The bulletin includes examples of what constitutes CSI, noting that it includes: any workpapers or other documentation that CFPB examiners have prepared in the course of an examination; supervisory information requests from the CFPB to a supervised entity and the entity’s responses; and CFPB supervisory actions such as MOUs between the CFPB and an entity, and related submissions and correspondence.
In the bulletin, the CFPB states the general rule that “supervised financial institutions and other persons in possession of CSI of the CFPB may not disclose such information” and reviews the exceptions to the general prohibition and requirements for disclosing CSI. Among the exceptions are ones permitting disclosure of CSI by a supervised entity to: its affiliates; directors, officers or employees of the supervised entity or its affiliates to the extent the disclosure of such CSI is relevant to the performance of such individuals’ assigned duties; and a supervised entity’s accountants, legal counsel, and other service providers.
Since the above portions of the bulletin largely review what is already contained in the CFPB’s regulations, it would seem that the most noteworthy aspect of the bulletin is its discussion of third-party non-disclosure agreements (NDAs) that purport to restrict a supervised entity from sharing certain information with a regulator or require the entity to notify the third party when it shares with a regulator information subject to the NDA. (The bulletin’s discussion of NDAs was also highlighted in the CFPB’s press release.)
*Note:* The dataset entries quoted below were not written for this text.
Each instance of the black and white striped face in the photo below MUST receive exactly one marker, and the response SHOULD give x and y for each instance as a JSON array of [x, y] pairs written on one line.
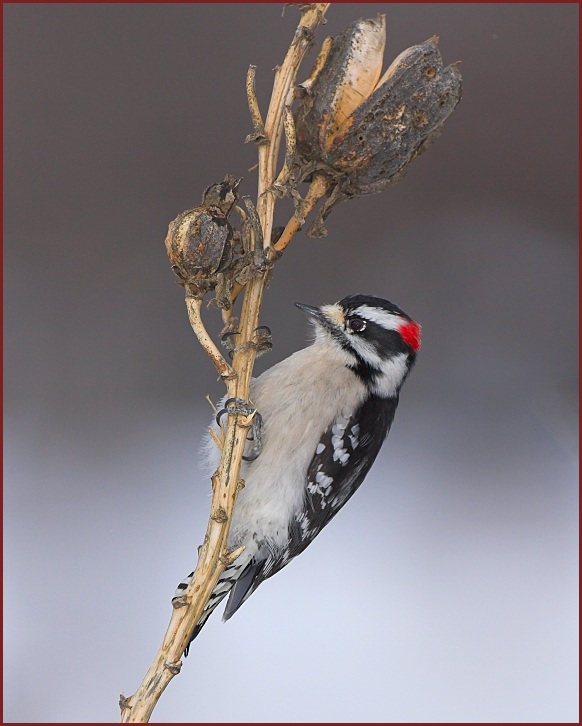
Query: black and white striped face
[[378, 341]]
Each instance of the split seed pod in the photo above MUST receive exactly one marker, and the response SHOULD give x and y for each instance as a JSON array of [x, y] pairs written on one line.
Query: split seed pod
[[363, 128]]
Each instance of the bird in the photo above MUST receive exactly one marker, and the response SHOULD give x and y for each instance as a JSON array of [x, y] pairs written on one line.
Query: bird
[[325, 412]]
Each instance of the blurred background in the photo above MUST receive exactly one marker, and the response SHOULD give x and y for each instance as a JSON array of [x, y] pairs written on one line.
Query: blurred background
[[446, 591]]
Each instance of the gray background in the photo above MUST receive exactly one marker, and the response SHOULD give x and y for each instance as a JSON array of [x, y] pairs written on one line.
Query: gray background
[[447, 588]]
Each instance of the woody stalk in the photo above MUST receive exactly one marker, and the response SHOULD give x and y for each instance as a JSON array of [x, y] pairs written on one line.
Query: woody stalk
[[354, 131]]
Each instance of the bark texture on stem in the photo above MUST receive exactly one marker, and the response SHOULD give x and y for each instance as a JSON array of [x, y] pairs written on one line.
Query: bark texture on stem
[[213, 555]]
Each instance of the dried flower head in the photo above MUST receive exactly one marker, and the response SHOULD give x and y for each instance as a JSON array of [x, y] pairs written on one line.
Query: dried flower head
[[361, 128], [199, 242]]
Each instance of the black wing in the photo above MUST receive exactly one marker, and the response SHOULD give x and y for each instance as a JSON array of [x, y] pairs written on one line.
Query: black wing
[[341, 461]]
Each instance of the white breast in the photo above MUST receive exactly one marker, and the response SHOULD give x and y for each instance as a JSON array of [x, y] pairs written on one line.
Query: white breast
[[298, 399]]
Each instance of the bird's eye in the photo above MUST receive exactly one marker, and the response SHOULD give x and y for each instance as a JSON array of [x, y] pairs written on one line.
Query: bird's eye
[[356, 325]]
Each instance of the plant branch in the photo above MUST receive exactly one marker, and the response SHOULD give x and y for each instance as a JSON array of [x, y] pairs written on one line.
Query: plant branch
[[213, 553]]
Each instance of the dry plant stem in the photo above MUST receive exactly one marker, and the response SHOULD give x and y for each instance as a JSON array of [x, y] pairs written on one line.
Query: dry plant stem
[[194, 305], [317, 190], [312, 16], [213, 555]]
The CFPB states that the provisions of NDAs do not alter or limit the CFPB’s supervisory authority or the supervised entity’s obligations relating to CSI. It warns that a supervised entity “should not attempt to use an NDA as the basis for failing to provide information sought pursuant to supervisory authority” and that “[f]ailure to provide information required by the CFPB is a violation of law for which the CFPB will pursue all available remedies.” The CFPB further warns that a supervised entity “may risk violating the law if it relies upon provisions of an NDA to justify disclosing CSI in a manner not otherwise permitted” and notes that any disclosure of CSI outside of the applicable exceptions would require prior written approval from the Associate Director of Supervision, Enforcement and Fair Lending.